At age 39 I was a bit late to the whole “quit my job to travel” thing. My career was solid, but my soul was dry. I didn’t want a mortgage, and a corporate job really didn’t suit me, but I thought that’s what you’re supposed to do as an adult. It took me longer than I would’ve liked to figure that out, but at least I eventually did. My three months of volunteering plus an additional 12 of traveling changed me as much as it would any person. You’re just not the same afterwards. I grew accustomed to poverty, resigned myself to mosquito bites, always held tight to my belongings and got used to feeling old around 20-something backpackers who talked about amazing party hostels and 2 for 1 drinks (ok, the 2 for 1 drinks I could get behind). It became my new norm, far from the conference calls and bottomless inbox of my previous life.
I knew at some point I’d have to buy that plane ticket back to LA, and the catalyst was my mom wanting me home for Christmas. No matter how old you are, mom can still pull those strings. A week before I came home I couldn’t sleep. I was anxiety-ridden about being asked, “What’s next?” Because you see, I didn’t know. I was returning home without a plan. Would I go back to the corporate world and get a so-called normal job? No. That much I knew. When I really thought about it, being a location-independent freelancer was what I wanted. Sipping watermelon juice while writing SEO copy or being inspired by a temple for my next travel post or riding a camel as I contemplated marketing strategies- now THAT I could get behind. But how to go about it? I picked up a few consulting gigs during my travels, but not enough to sustain me. Could I afford to search for remote-only jobs and create a patchwork of income? The outlook was unclear, and at 40 that can be a bit unsettling.

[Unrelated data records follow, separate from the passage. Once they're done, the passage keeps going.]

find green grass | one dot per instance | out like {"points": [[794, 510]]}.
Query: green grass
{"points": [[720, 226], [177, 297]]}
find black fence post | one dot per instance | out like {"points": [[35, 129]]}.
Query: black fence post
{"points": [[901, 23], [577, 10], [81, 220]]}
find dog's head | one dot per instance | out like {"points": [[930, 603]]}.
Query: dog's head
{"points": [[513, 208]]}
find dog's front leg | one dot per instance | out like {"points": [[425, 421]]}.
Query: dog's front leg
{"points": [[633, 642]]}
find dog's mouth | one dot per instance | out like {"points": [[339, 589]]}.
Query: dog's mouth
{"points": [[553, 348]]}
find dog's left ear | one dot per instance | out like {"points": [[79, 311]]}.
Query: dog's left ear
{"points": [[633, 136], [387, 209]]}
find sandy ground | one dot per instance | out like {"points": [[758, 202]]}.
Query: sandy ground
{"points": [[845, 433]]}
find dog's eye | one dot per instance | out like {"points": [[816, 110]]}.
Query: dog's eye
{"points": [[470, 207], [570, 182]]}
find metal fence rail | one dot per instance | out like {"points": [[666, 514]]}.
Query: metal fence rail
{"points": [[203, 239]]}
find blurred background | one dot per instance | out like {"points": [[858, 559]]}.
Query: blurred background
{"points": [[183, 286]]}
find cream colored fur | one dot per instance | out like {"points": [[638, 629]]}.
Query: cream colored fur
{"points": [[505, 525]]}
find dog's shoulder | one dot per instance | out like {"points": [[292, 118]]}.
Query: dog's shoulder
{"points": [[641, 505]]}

But for some strange reason I’m not afraid. I can’t for the life of me tell you why because all signs point to panic mode. My savings is dwindling and I’ve regressed to starving student status. Thankfully I have friends and family with spare rooms and stocked refrigerators. The idea of starting over is both exhilarating and debilitating. Ideas swarm through my head and I keep trying to catch one long enough to figure out what to do with it. In the meantime I housesit for friends and cook meals in exchange for a roof over my head. I sometimes meet old work colleagues for happy hour, listening to stories that begin with, “Oh, listen to the latest bright idea so-and-so had.” I may not know what’s next, but I’m glad it’s not that.
LA can be difficult for those taking the path less traveled. It’s a place where the second question out of someone’s mouth when first meeting you (after “What’s your name?”) is “What do you do?” I don’t blame people in their knee-jerk questioning as it’s totally natural, but it makes you realize how much of a person’s identity is wrapped up in their job. Especially when yours is on hiatus.
For now I’ll keep plugging away on borrowed couches until I make enough money from freelancing to comfortably take off again. I don’t know where I’ll go or when, but I’m ok with that. I finally feel authentic to who I am and brave enough to look those corporate denizens in the eye, own my choices and say, “I don’t know what’s next.”